When your paper needs a figure but your Illustrator skills peaked in 2012
An unofficial open-source rebuild of Google Research's PaperBanana that turns raw methodology text into publication-ready diagrams via a multi-agent pipeline.

What it does Feed it a text description of your method — or an entire PDF — and PaperBanana spits out a publication-quality diagram or statistical plot. It runs a small bureaucracy of up to 7 specialized agents: an input optimizer, a retriever that picks from 13 reference templates, a planner, a stylist chasing NeurIPS aesthetics, a visualizer, and a critic that iterates until satisfied or until you hit the 30-iteration safety cap. Outputs land in timestamped folders with all intermediate drafts preserved.
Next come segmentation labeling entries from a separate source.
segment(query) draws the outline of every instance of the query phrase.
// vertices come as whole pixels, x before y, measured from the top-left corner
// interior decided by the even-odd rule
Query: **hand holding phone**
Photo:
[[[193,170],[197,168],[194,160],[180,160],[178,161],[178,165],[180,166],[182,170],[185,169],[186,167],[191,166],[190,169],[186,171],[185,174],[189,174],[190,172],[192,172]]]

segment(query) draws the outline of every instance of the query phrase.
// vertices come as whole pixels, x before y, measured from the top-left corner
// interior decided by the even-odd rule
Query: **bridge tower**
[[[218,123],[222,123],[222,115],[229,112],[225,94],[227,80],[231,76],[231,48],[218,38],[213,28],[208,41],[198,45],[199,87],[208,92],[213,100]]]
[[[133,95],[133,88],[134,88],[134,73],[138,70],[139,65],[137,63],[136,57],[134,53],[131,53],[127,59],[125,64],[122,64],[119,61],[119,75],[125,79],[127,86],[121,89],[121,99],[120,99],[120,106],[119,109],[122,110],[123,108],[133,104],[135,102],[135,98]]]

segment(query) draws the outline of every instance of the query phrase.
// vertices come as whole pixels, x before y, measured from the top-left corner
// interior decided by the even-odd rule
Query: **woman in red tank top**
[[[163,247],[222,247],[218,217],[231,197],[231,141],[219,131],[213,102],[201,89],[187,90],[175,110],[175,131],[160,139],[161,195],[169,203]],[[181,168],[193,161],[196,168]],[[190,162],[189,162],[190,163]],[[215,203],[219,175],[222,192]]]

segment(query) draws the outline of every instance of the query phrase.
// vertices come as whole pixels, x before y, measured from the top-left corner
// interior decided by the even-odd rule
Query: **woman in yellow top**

The interesting bit The pipeline treats diagram generation like a peer-review process rather than a single prompt. The critic agent actually evaluates its own output against the source context and writes a revision memo for the next round. There’s also a batch mode with composite figure stitching — useful when you’re generating an entire paper’s worth of (a), (b), (c) panels from one YAML manifest.
Key highlights
- Supports OpenAI (GPT-5.2 + GPT-Image-1.5), Azure OpenAI/Foundry, and Google Gemini free tier
- Optional input optimization layer parallelizes “context enrichment” and “caption sharpening”
- CLI, Python API, local Gradio Studio, and MCP server for IDE integration
- Claude Code skills for
/generate-diagram,/generate-plot, and/evaluate-diagram - PDF inputs with per-page selection via optional PyMuPDF dependency
- Batch generation with auto-stitched composite figures
Caveats
- This is explicitly unofficial and community-driven; the README disclaims any affiliation with Google Research or the original authors
- Default models (GPT-5.2, GPT-Image-1.5) are speculative naming — the README uses these identifiers but they may not map to publicly available endpoints as labeled
- Requires external API keys; no local-only mode is mentioned
Verdict Worth a spin if you’re churning out ML papers and would rather automate the figure grind than wrestle with TikZ. Skip it if you need pixel-perfect control or can’t stomach cloud API costs for iterative image generation.